I’ve got ADHD. I’m easily distracted by shiny things.
My memory is going. What were we discussing, again?
Oh, look, the internet!
Who doesn’t like a cute animal video? Amirite?
Do these lady pants make my ass look big? Never mind, I already know the answer to that question.
There is never a shortage of excuses if you’re willing to look for them. Taking action requires effort, and it can be downright isolating and even dangerous if folks around you aren’t open to your message. Suffragettes were arrested, beaten, and starved for the right to vote. When they went on hunger strikes to protest, they were force-fed through a tube, which resulted in long-term damage to their physical and mental health. If these women could go through all of that to help get us the right to vote, the least we can do is to demand equal rights under the law. We can even go a few steps further to ensure that every woman, regardless of her skin color, sexual orientation, religious beliefs, age, or ethnicity, gets equal rights under the law. That includes transgender women for the win!
I have officially run out of excuses and cute animal videos. I guess it’s time for me to get off my sassy ass and do something. What do you say? Are you in? We can do this, women! Let’s get the ERA passed. Let’s stop buying into the lie that we’re competing with each other for success and start helping each other. Together we can become the rising tide that lifts all boats.
We can do it!
F is for Feminist
I’m a feminist. Yes, I said it out loud, in public. EGADS!
I’ve never shied away from that F-word. I have embraced it, owned it, and lived it to the best of my ability. To me it means be
lieving that women should be treated equally under the law, at work, in society, and in relationships. It means that women should have equal access to the fundamental rights of citizenship. It means women should have control over their bodies and their lives. What could possibly be wrong with such a logical idea?
Somewhere along the way, “feminist” became a dirty word. There is a new generation of women who are, in action, thought, and expression, feminists, but who nevertheless refuse to identify themselves as feminists.

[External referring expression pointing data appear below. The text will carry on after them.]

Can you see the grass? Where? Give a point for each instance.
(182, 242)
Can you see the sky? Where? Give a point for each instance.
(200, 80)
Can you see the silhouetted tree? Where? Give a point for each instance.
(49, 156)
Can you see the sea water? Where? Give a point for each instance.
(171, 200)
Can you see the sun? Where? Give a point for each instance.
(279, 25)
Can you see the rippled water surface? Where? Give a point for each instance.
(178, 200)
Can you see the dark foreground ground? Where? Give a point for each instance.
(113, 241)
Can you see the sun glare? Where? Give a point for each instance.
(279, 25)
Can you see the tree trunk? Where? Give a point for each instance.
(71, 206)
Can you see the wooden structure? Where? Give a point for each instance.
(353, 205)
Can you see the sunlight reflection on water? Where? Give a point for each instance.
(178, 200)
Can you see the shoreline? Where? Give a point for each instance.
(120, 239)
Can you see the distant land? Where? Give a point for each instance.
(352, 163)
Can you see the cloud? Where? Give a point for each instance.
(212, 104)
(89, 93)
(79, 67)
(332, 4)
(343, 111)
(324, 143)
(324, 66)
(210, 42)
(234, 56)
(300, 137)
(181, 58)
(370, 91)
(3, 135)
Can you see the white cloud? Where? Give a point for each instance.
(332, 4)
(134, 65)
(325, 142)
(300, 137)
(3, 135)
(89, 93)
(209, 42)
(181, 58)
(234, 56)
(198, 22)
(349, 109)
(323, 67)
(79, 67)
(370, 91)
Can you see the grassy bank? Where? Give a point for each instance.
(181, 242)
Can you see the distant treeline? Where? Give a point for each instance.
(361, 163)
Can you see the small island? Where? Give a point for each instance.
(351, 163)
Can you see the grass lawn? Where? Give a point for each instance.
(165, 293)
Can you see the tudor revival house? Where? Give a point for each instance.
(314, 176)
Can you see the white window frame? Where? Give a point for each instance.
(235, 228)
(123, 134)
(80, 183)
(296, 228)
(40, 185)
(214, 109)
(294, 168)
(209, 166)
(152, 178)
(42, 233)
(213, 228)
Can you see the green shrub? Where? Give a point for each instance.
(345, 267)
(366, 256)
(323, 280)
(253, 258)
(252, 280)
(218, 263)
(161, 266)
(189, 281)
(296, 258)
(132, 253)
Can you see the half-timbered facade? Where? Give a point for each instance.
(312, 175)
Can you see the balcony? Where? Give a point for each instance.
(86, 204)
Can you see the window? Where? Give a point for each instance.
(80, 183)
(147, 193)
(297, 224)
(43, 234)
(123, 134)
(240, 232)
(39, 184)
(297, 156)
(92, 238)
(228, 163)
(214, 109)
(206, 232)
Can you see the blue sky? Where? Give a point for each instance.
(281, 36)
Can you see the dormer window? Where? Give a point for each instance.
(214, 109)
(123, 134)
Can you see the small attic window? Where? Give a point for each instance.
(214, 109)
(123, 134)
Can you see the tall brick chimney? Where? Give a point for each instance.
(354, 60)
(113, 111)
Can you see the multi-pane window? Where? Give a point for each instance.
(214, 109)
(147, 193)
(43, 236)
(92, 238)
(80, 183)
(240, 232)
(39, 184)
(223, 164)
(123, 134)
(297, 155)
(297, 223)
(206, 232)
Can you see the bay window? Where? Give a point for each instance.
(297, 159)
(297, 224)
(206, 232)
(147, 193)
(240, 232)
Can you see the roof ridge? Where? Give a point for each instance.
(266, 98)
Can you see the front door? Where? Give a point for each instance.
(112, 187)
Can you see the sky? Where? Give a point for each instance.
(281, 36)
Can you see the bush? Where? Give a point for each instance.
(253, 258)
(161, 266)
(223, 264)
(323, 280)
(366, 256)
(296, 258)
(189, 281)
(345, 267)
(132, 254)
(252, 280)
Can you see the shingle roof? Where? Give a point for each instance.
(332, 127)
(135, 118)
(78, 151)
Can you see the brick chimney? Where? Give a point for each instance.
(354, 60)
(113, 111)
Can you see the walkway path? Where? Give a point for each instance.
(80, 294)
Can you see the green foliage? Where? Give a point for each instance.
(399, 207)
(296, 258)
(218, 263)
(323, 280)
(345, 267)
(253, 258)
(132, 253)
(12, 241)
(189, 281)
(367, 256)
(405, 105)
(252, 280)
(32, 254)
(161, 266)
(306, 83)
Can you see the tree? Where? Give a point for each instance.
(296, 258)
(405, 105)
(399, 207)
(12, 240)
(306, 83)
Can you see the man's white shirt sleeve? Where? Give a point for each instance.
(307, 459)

I don’t like to be labeled or shoved into a box, either. Identifying as a feminist is only part of who I am, not the totality of how I live my life or define myself in the world. For me, it has meant taking an unpopular stance at times, and being the odd girl out. I’m okay with that, because living out loud and living my truth has released me from the expectation—and the burden—of being liked by everyone. On occasion, this has meant losing jobs, losing friends, and even losing heart—sacrifices I’ve been willing to make, knowing they might help pave the way for other women to fearlessly make similar choices for themselves.
At the same time, there are aspects of me that are not stereotypically feminist. I like makeup and fashion; I have pink hair, I hate bras, but I’ve never burned one, and I’ve been known to use glitter rather liberally. A narrow definition of the word feminist limits women. We should be free to be, do, say, wear, think, and believe what we choose and allow other women to do the same. That’s the true spirit of feminism.

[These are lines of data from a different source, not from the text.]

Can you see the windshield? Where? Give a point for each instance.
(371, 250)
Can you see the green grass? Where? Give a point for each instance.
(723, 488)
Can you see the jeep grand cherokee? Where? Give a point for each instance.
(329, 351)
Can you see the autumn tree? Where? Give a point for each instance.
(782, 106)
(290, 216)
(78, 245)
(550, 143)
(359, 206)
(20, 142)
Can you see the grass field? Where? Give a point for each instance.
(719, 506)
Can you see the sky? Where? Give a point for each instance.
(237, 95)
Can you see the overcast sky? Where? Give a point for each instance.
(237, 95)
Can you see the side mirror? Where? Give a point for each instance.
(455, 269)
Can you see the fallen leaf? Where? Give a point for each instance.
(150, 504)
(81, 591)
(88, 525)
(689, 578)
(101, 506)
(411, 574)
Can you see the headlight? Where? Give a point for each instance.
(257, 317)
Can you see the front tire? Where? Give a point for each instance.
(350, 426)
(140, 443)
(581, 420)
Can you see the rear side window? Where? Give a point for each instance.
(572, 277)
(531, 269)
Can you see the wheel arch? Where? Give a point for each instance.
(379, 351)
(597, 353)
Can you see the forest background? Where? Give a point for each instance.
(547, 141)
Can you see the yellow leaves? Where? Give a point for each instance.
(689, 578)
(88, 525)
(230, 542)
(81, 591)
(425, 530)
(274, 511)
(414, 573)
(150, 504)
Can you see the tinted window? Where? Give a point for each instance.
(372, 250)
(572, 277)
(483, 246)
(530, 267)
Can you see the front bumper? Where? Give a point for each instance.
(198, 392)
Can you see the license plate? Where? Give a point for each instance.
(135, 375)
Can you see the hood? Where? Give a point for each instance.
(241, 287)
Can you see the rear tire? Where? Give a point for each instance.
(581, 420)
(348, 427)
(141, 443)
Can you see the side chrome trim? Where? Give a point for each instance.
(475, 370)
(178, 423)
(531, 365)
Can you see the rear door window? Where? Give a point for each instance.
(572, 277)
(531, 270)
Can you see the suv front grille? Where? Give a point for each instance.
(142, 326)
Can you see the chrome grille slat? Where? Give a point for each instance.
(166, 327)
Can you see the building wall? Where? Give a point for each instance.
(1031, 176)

Older Woman Almost Breaks Glass Ceiling . . . and Then She Doesn’t
My country voted for a man who bragged about sexual assault, made highly sexualized comments about his daughter, mocked the handicapped, ridiculed women for being overweight and unattractive, called Mexicans rapists and drug dealers, threatened Muslims with deportation and targeted surveillance, suggested reinstating Stop and Frisk for people of color, called for his opponent to be locked up, and, worse, encouraged his followers to attack protestors, shared fake news stories from white supremacist sources, and lowered the bar of basic civility and common courtesy through a barrage of insults and late-night Twitter rants. This man won the presidency over a woman with 30 years of experience, a woman who has dedicated her life to public service and improving the lives of women and children. This woman has been at the center of a 30-year smear campaign and multiple multimillion-dollar investigations that have yielded not even a single conviction. She has risen to the occasion after being knocked down again and again. It is obvious who is better qualified for the job.